Sunday, December 25, 2011

A Word from Your Pastor December 25

Dear Parishioners and Guests for Christmas and to those in the Blogosphere:

The Lord be with you! And with your spirit!

This is the new language of the Liturgy for Catholics which you now hear at all the Masses. The most recent change was instituted the First Sunday of Advent 2011.

At St. Timothy Church, we were privileged to have Bishop Frederick Campbell with us for the first use of the new English form of the Mass on the occasion of the Opening of our Parish Golden Jubilee, at the Saturday evening Mass, November 26th. Now we are living in this special time of reminiscing and celebrating. The parish observance will continue throughout 2012. Our School will celebrate its Jubilee 2013-2014.

We are happy to have all of you with us as we experience our Jubilee Christmas.
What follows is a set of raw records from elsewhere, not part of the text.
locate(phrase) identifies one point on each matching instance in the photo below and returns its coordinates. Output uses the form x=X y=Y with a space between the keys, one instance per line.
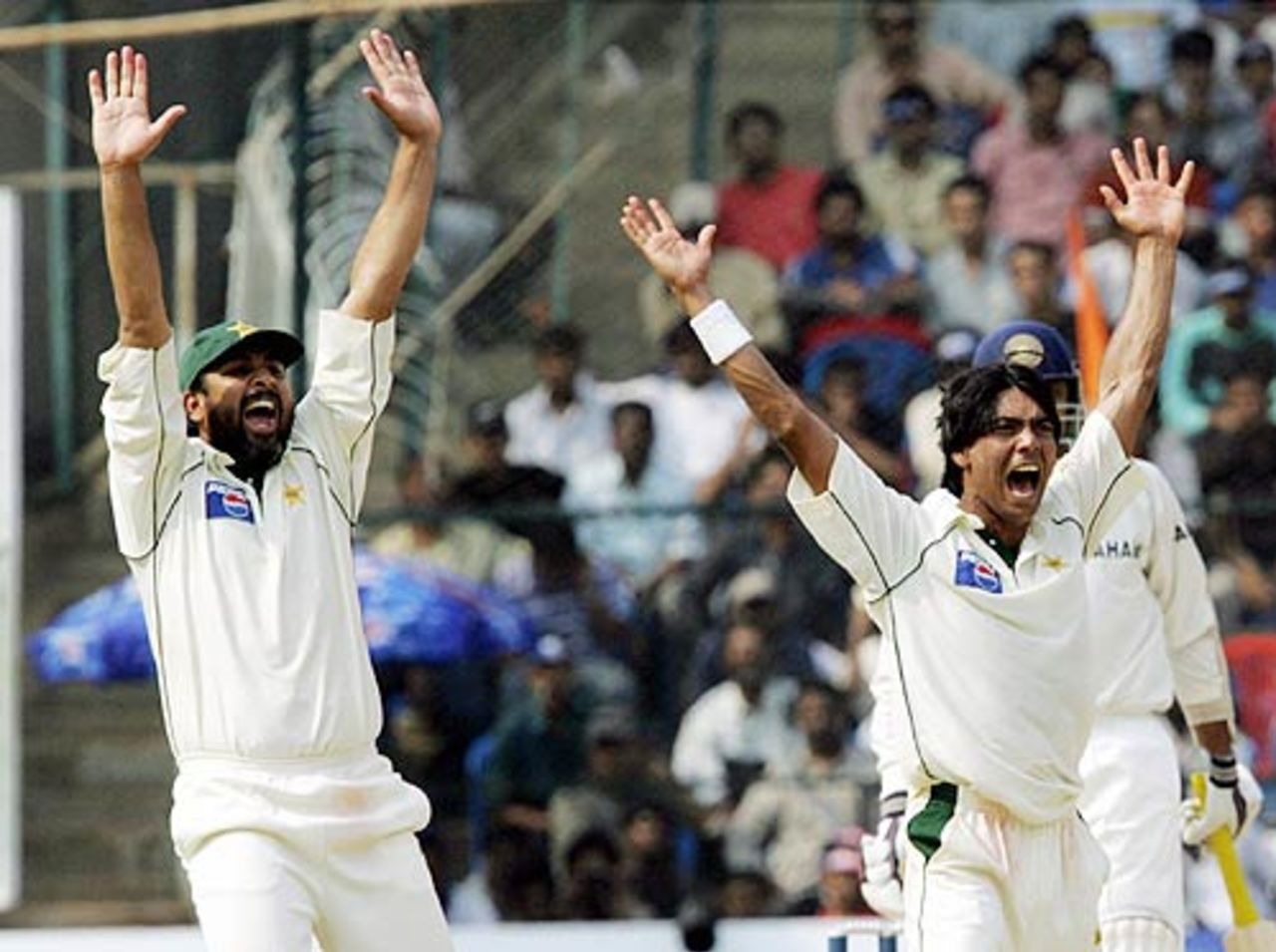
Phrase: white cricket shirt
x=1153 y=624
x=993 y=661
x=250 y=600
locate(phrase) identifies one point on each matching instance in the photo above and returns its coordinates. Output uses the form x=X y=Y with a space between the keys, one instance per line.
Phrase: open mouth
x=1024 y=481
x=262 y=414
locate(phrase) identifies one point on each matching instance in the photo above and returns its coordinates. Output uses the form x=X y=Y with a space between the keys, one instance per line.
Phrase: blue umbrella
x=413 y=614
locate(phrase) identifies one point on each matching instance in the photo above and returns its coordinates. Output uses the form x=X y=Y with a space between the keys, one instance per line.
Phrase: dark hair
x=1192 y=46
x=560 y=338
x=632 y=406
x=751 y=110
x=1039 y=62
x=834 y=183
x=970 y=408
x=971 y=182
x=909 y=95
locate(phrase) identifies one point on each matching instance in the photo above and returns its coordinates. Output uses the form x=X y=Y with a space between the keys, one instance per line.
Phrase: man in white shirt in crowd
x=288 y=823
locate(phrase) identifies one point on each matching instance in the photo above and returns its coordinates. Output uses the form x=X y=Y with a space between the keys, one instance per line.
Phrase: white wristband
x=720 y=332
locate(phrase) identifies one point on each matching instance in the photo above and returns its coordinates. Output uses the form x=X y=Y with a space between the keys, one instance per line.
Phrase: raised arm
x=1153 y=212
x=123 y=137
x=395 y=235
x=683 y=264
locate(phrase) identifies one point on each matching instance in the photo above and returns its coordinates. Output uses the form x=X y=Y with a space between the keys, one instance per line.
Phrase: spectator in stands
x=769 y=207
x=1219 y=127
x=967 y=281
x=737 y=274
x=593 y=886
x=1034 y=166
x=905 y=182
x=1236 y=459
x=1088 y=74
x=650 y=549
x=561 y=423
x=969 y=94
x=478 y=549
x=847 y=273
x=538 y=744
x=1251 y=233
x=874 y=440
x=788 y=816
x=1035 y=276
x=1210 y=346
x=698 y=415
x=953 y=351
x=809 y=597
x=734 y=729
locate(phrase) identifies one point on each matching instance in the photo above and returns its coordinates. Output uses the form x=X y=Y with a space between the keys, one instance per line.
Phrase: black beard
x=251 y=455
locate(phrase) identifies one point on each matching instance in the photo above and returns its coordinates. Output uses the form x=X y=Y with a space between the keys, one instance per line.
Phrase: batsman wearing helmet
x=1155 y=637
x=233 y=505
x=980 y=588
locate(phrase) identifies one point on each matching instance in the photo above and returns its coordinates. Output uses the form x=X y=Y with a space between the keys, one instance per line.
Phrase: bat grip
x=1224 y=848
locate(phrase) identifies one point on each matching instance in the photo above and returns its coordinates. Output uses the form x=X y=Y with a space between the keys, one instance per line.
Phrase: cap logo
x=1025 y=350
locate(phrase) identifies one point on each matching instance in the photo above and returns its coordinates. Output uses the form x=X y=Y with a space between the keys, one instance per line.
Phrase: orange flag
x=1092 y=320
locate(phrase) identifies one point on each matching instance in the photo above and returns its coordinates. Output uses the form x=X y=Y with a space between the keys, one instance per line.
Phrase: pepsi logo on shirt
x=226 y=501
x=974 y=572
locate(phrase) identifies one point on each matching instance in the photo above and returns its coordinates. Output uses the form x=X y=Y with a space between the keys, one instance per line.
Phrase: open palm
x=1153 y=205
x=123 y=129
x=401 y=92
x=679 y=263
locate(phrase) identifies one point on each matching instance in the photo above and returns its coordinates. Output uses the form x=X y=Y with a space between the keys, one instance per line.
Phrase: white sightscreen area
x=10 y=545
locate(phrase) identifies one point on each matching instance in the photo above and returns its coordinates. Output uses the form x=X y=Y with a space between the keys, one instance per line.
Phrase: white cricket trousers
x=281 y=855
x=1130 y=801
x=978 y=879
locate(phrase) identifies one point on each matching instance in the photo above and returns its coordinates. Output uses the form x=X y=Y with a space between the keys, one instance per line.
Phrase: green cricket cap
x=215 y=342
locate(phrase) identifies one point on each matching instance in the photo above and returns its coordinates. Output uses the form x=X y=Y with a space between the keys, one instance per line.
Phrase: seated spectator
x=1035 y=167
x=767 y=207
x=953 y=352
x=969 y=94
x=874 y=440
x=473 y=547
x=561 y=423
x=810 y=596
x=788 y=816
x=1035 y=276
x=1088 y=74
x=698 y=415
x=593 y=887
x=967 y=281
x=734 y=729
x=538 y=743
x=1219 y=128
x=905 y=182
x=1236 y=460
x=847 y=273
x=1210 y=346
x=647 y=547
x=737 y=274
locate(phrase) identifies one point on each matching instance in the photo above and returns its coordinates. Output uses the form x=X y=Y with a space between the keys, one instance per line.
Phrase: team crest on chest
x=226 y=501
x=975 y=572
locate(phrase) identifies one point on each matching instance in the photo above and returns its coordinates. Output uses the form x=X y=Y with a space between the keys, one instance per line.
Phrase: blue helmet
x=1039 y=346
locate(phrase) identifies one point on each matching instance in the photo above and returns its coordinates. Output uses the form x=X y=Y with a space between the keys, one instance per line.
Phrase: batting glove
x=1233 y=799
x=883 y=859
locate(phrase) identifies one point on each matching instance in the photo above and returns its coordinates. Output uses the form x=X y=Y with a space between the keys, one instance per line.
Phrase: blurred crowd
x=691 y=725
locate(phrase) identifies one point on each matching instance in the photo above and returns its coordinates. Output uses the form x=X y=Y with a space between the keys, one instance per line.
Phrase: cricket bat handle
x=1224 y=848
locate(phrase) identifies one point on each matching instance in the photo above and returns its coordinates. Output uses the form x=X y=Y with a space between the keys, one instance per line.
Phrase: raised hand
x=123 y=131
x=683 y=264
x=401 y=94
x=1153 y=207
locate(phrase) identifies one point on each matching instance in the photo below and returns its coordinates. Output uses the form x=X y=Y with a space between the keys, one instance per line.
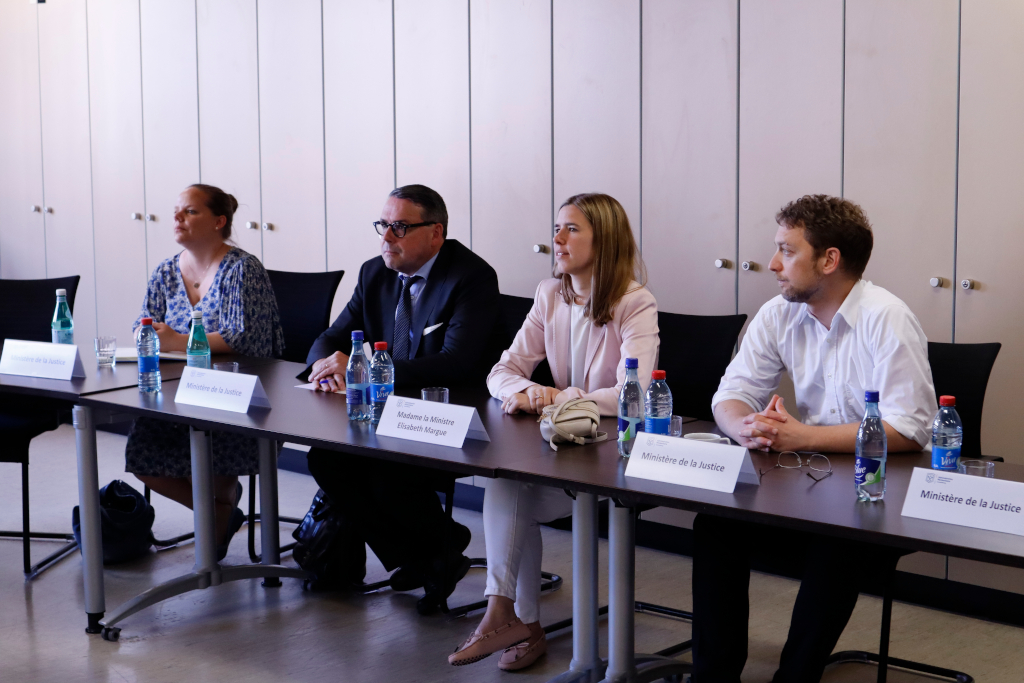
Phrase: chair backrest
x=27 y=306
x=963 y=371
x=694 y=353
x=304 y=304
x=512 y=312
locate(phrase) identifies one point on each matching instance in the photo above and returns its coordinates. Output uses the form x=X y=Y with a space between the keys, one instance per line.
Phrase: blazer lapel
x=429 y=297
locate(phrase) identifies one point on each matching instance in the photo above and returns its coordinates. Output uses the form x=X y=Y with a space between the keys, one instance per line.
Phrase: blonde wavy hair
x=616 y=259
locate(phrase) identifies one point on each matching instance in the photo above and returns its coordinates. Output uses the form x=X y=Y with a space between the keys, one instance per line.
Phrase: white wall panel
x=900 y=153
x=23 y=248
x=511 y=85
x=431 y=54
x=990 y=223
x=291 y=90
x=65 y=88
x=228 y=110
x=597 y=100
x=170 y=117
x=118 y=189
x=791 y=128
x=359 y=132
x=689 y=154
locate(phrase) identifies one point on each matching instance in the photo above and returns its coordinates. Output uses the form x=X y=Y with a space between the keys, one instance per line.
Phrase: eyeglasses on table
x=791 y=460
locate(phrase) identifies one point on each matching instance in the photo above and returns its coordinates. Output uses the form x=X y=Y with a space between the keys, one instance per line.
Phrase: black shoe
x=412 y=577
x=434 y=584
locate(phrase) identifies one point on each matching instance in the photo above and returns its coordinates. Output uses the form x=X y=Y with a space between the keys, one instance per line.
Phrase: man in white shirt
x=837 y=336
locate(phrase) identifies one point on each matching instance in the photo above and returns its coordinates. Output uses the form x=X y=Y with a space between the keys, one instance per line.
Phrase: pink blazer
x=632 y=333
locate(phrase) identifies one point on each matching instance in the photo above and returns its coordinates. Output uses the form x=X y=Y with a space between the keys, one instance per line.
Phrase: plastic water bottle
x=357 y=381
x=62 y=328
x=947 y=435
x=198 y=350
x=869 y=471
x=147 y=347
x=381 y=380
x=630 y=409
x=657 y=404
Your presence is a reminder to us that God is with us and that Salvation is for all. We hope you will feel at home at St. Timothy Church and know that we keep you in our prayers throughout the year. We invite you to a greater involvement in the life of our Parish and School. We have come a long way in our 50 years as a Parish and we can go further if we work together.

Blessings to you and your family for the Christmas Season and for the New Year!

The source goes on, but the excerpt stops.